Here’s an informative post by Jonathan Portes on a piece in the Telegraph by government ministers (and related report on the BBC) on the 371,000 migrants claiming benefits.
The figures are the “first ever estimates” on migrant benefit claims, but the reporting of the whole numbers, argues Portes, is misleading:
“[The figures say] that 371,000 people, out of a total of 5.5 million, who are claiming working-age benefits, were non-UK nationals when they first registered for a National Insurance number; of these 258,000 were from outside the European Economic Area. Of this latter group, 54% are now British nationals, so presumably the rest are not.
“Meanwhile, for comparison, we can also look at the Labour Force Survey. This says that, of the total number of people in work (about 29 million), some 4 million were born abroad. Of these 2.7 million were born outside the EEA. And of these, 1.3 million are not (yet) British citizens.
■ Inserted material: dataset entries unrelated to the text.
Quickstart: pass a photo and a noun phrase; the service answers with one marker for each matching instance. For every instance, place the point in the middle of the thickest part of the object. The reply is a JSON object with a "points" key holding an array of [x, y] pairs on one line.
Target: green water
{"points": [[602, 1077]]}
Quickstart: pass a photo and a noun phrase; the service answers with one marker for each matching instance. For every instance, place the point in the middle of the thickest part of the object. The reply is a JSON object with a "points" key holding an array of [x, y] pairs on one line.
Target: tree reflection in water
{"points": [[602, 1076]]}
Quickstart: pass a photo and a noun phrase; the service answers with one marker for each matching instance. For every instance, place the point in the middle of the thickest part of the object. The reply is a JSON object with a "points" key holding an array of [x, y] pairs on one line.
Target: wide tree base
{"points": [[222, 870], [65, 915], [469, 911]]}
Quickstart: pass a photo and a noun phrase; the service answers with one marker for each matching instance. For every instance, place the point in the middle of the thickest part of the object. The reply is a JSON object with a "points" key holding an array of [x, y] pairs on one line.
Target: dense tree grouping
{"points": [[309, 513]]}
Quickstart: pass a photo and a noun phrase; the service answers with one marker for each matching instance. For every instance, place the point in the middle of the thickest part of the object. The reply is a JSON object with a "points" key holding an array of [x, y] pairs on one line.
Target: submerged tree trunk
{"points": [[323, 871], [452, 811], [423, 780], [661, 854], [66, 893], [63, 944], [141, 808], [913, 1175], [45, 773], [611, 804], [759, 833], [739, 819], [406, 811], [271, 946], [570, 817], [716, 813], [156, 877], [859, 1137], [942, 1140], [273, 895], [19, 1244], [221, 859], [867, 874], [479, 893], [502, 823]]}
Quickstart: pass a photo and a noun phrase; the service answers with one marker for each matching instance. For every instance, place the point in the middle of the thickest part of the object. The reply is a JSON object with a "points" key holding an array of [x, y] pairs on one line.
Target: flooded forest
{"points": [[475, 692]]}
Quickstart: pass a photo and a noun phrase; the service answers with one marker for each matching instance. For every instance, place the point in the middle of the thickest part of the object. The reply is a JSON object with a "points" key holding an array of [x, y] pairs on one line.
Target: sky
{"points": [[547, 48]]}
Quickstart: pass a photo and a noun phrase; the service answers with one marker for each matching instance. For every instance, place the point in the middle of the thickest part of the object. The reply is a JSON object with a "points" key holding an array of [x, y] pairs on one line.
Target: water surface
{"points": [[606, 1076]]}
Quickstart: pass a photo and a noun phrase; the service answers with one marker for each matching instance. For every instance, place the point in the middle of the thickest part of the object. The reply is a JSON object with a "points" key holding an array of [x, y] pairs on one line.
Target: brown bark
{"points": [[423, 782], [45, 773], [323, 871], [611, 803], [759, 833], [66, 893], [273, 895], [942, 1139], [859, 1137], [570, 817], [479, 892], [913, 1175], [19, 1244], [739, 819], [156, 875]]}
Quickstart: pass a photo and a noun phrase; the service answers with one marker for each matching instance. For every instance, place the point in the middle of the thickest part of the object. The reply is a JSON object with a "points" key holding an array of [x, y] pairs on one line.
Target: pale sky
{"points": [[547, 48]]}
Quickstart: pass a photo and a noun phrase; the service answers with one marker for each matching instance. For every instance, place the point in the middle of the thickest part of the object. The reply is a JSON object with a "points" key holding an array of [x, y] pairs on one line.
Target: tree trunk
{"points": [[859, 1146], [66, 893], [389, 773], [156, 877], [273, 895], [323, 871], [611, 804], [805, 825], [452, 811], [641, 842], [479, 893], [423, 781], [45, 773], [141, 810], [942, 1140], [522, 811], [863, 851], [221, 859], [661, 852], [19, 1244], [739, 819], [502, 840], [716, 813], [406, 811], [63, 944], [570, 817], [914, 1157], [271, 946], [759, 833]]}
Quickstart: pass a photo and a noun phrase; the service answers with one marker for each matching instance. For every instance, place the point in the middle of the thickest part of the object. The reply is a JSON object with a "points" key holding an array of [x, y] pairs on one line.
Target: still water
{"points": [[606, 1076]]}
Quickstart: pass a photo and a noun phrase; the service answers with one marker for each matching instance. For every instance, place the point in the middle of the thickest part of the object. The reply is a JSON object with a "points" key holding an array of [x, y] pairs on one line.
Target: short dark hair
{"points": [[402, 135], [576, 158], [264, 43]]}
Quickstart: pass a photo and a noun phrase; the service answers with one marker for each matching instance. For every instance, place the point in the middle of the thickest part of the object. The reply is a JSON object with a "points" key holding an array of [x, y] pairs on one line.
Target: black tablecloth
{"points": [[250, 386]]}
“So, summing up these numbers in very rough percentages:
- migrants represent about 13% of all workers, but only 7% percent of out-of-work claimants;
- migrants from outside the EEA represent about 9-10% of all workers, but about 5% of out-of-work claimants
- foreign nationals from outside the EEA represent about 4.5% of all workers, but a little over 2% of out-of-work benefit claimants.”
He goes on to quote research by his own organisation, the National Institute of Economic and Social Research, “that non-European economic and student migrants impose costs on UK public services that are small both relative to the total cost of these services and to the share of these groups in the population as a whole.”
Useful evidence, useful context to an arbitrary headline number. But as he says: “The only question that remains for me is why today’s research was not reported this way.”